Ostatni raz La Boca





Dziś nasz ostatni dzień w Buenos Aires. Rano opuszczamy pokoje i wymeldowujemy się z hotelu. Zjadam ostatnie argentyńskie śniadanie, ostatnie dulce de leche i media luna.
Wylot mamy dopiero późno po południu, więc dzisiejszy dzień wykorzystujemy na powtórki. Chcemy jeszcze raz poczuć atmosferę La Boca. Tak zdecydowaliśmy wczoraj podczas pożegnalnej kolacji, zastanawiając się jak wykorzystać dzisiejszy dzień.

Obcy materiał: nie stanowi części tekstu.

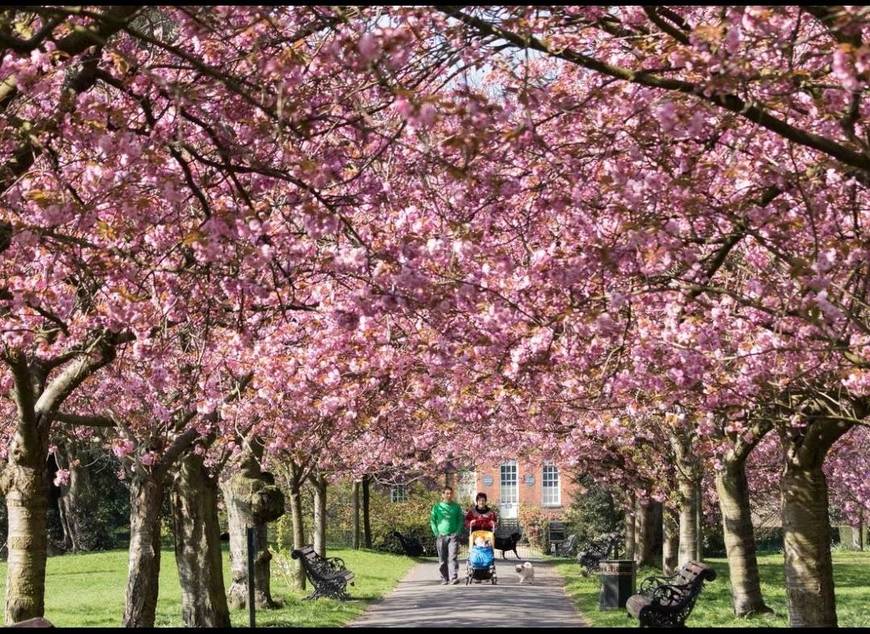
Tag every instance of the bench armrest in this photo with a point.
(669, 594)
(336, 563)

W La Boca jesteśmy znacznie później niż za pierwszym razem. Mimo, że jest zimno i nadal mocno wieje dzielnica pełna jest turystów. Ludzie spacerują uliczkami, oglądają kolorowe domki, kupują pamiątki.




Na ulicy można sobie zrobić stylizowane zdjęcie z tancerzem lub tancerka tango. Można przysiąść przy kawiarnianym stoliku i oglądać na żywo pokaz tanga.

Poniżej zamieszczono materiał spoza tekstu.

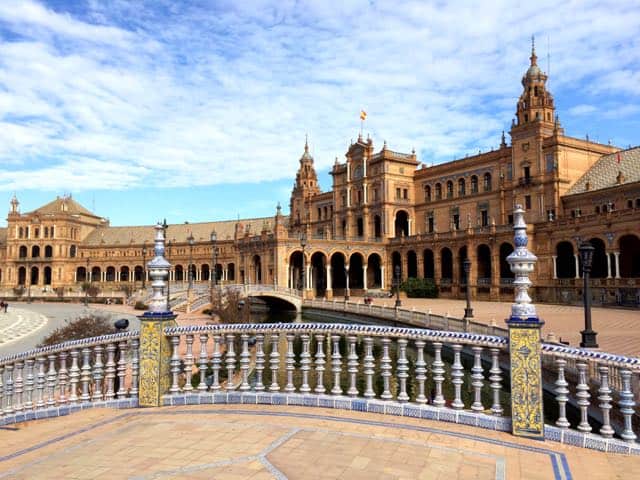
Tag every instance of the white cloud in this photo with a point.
(168, 93)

Mamy trochę pieniędzy do wydania, tu oficjalnie nie ma możliwości zamiany argentyńskich pesos z powrotem na dolary, są zbyt cenne dla zadłużonego kraju. Kupujemy bombille na prezenty. Pije się z nich yerba mate, herbatę z ostrokrzewu paragwajskiego. Tutaj w Ameryce Południowej to bardzo popularny napój, na ulicach, w pubach, wszędzie widać miejscowych z charakterystycznym kubkiem w dłoni. W  zimie pije się gorące herbatę ale latem w trakcie upałów podobno liście zalewa się sokiem pomarańczowym.

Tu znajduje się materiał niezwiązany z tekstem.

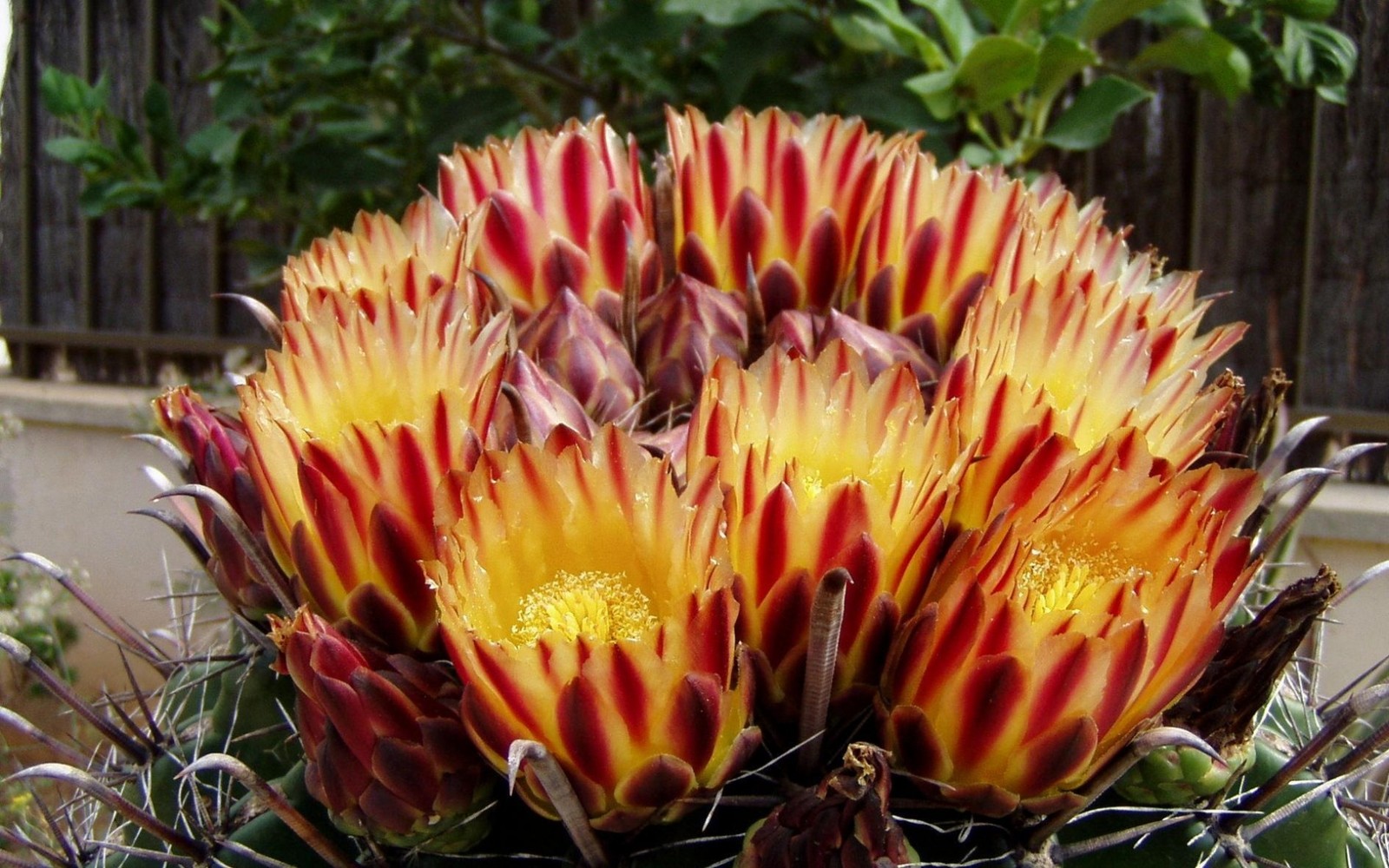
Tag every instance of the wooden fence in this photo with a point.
(1285, 212)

Gdy widzę bombille z wizerunkiem Mafaldy nie mogę się oprzeć, kupuję natychmiast  mimo, że nie jestem miłośniczką yerba mate.

Zaglądamy do malutkiej galerii. W środku siedzi artysta, na ścianach wiszą jego obrazy. Znajduję taki co odpowiada temu jak chcę zapamiętać La Boca. Prawdziwie kolorowe, wesołe, trochę figlarne, artystyczne La Boca. Decydujemy się na zakup. Artysta pyta skąd jesteśmy, mówimy że z Polski. Śmieje się, że w Warszawie wiszą już cztery jego obrazy. Uśmiecham się i mówię - ten będzie piąty. Na koniec robimy sobie jeszcze wspólne zdjęcie i opuszczamy uroczą galerię.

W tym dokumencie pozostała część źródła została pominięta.